"Die nächsten 100 Tage übersteht die Veranstaltungswirtschaft nicht." Dieser mahnende Slogan stand und steht für eine Aktion, die von Tom Koperek, dem Vorstand des Essener Kommunikations-Unternehmens LK AG, ausging. Koperek ist Initiator der Aktion Night of Light, die am 22. Juni bundesweit stattfand. 106 Tage waren zu diesem Zeitpunkt seit dem 8. März vergangen – jener Tag, als Bundesgesundheitsminister Jens Spahn die Empfehlung aussprach, Veranstaltungen mit über 1.000 Teilnehmern abzusagen. Kurze Zeit später wurden sämtliche Großveranstaltungen bundesweit gestrichen. Mitte April beschloss die Regierung, dieses Verbot bis zum 31. August zu verlängern. Eine weitere Verlängerung bis zum 31. Oktober wurde dann Mitte Juni bekannt gegeben.
Tom Koperek sieht seine Branche durch die Maßnahmen, die wegen der COVID-19-Pandemie andauert, besonders gefährdet. Mehr noch, das gesamte Kulturangebot der Republik steht auf dem Prüfstand. Derzeit sind sämtliche Berufszweige, die mit der Abwicklung einer Veranstaltung verbunden sind, betroffen. Gestalter von Konzerten, Open Airs, Freizeitparks, Theateraufführungen, Jahrmärkten und viele andere, wurden mit dem Streichen von Kultur auf unabsehbare Zeit untätig. Vielen Messebauern, Caterern und Dekorateuren brechen Einnahmen weg, die bei der aktuell unklaren Situation existenzbedrohende Konsequenzen haben.

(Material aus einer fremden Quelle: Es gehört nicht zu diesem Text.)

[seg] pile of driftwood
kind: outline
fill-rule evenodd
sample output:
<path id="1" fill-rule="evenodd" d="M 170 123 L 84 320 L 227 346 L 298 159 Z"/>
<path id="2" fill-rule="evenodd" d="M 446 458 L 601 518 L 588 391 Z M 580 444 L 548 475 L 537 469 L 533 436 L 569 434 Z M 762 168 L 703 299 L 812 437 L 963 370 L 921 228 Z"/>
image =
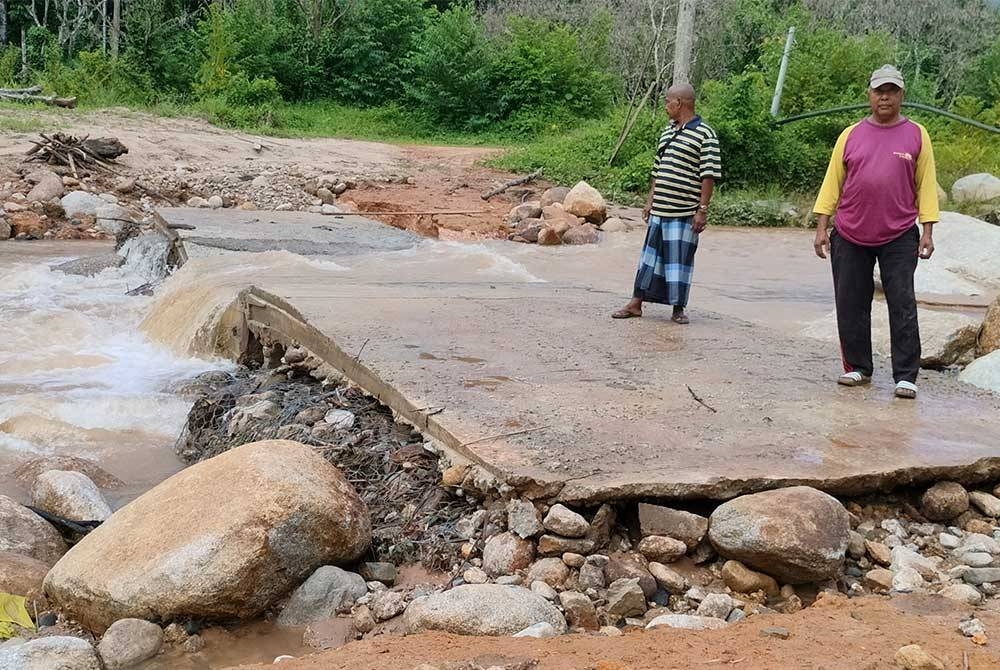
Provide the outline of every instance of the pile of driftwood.
<path id="1" fill-rule="evenodd" d="M 49 165 L 66 165 L 73 171 L 73 176 L 79 178 L 77 168 L 95 168 L 106 172 L 115 172 L 109 161 L 128 153 L 128 147 L 116 137 L 98 137 L 90 139 L 85 135 L 81 138 L 63 133 L 49 136 L 40 133 L 40 140 L 31 140 L 35 146 L 27 151 L 25 162 L 44 162 Z M 117 174 L 117 173 L 116 173 Z"/>
<path id="2" fill-rule="evenodd" d="M 66 107 L 69 109 L 76 107 L 76 98 L 59 98 L 54 95 L 39 95 L 41 92 L 41 86 L 29 86 L 28 88 L 0 88 L 0 100 L 13 100 L 15 102 L 44 102 L 46 105 Z"/>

Die Veranstaltungswirtschaft, so Koperek, war der erste Wirtschaftszweig, der von der COVID-19-Krise getroffen wurde. Koperek schätzt die Zahl der Betroffenen durch die Maßnahmen auf eine Millionen Menschen. Eventagenturen beschäftigen Messebauer, Tagungshotels, Künstler und andere, die alles in allem einen jährlichen Kernumsatz von 200 Milliarden Euro erwirtschaften. Beim Jahresumsatz, der sich bis 2019 auf 200 Milliarden Euro bezifferte, wird ein Ausfall von über 80% prognostiziert.

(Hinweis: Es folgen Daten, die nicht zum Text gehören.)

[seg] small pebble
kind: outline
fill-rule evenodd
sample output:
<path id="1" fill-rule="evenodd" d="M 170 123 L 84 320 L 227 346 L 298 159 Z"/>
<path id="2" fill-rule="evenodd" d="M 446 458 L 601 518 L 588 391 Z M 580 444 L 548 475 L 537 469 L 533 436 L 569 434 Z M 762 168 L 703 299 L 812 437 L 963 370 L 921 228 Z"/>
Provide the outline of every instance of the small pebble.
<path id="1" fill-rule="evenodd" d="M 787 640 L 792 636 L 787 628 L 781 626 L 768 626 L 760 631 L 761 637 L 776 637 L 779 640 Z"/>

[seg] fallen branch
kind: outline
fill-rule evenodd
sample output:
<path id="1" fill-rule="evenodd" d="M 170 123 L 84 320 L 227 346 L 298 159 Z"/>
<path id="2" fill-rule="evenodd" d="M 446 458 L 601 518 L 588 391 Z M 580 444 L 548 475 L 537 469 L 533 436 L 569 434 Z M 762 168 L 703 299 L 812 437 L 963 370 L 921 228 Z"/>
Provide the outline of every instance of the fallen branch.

Die mahnenden Worte von Tom Koperek können, wenn sich am Veranstaltungsverbot ab dem 1. November nichts grundlegendes ändert, tiefgreifende Konsequenzen nicht nur für die Betroffenen haben. Es galt, einen Appell zu setzen. Die Rechnung ging in den drei nächtlichen Stunden des 22. Juni auf, rund 9.000 Gebäude in circa 1.500 Städten hierzulande beteiligten sich und leuchteten rot auf. Konzerthallen und Theaterhäuser waren bei der bundesweiten Aktion genauso wie Sehenswürdigkeiten oder die Firmensitze betroffener Veranstaltungstechniker beteiligt.

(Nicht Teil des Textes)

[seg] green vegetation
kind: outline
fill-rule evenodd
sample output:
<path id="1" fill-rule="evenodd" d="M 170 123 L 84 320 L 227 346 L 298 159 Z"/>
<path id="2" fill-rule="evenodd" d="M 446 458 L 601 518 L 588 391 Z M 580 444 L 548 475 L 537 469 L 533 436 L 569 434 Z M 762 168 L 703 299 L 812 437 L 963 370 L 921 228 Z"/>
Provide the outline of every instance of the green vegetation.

Koperek verstand das leuchtende Spektakel als Mahnmal. Hunderttausende Arbeitsplätze sind ernsthaft in Gefahr. Die Branche braucht politische Unterstützung – und vor allem Geld, um Veranstaltungen in Deutschland nach Corona wieder zu dem werden zu lassen, was sie vor der Krise waren. Wir alle freuen uns, wenn wir wieder Musik‑, Theater‑, Sport- und viele andere Kultur-Veranstaltungen besuchen können und auch Spaß daran haben.
Wir haben die "Night of Light" in Bremen verfolgt. Umgesehen haben wir uns auf der Bürgerweide sowie in der Altstadt. Bedauerlicherweise hat die wichtige Aktion nicht all zu viele Menschen zusammengebracht. Die Hansestadt wirkte vielerorts wie verweist. Lag es an der mittlerweile eingekehrten Gewohnheit, spätabends nicht mehr vor die Tür zu gehen? Oder war es doch der späte Montag? Der Appell bleibt trotz der geringen Resonanz in Bremen wichtig. Wir alle wollen schließlich wieder eng an eng in Kongresscentern, Messehallen, Tagungshotels, auf Jahrmärkten und Festivals jeglicher Art verbringen. Hoffentlich ist das nach dem baldigen Ende der Pandemie auch wieder möglich.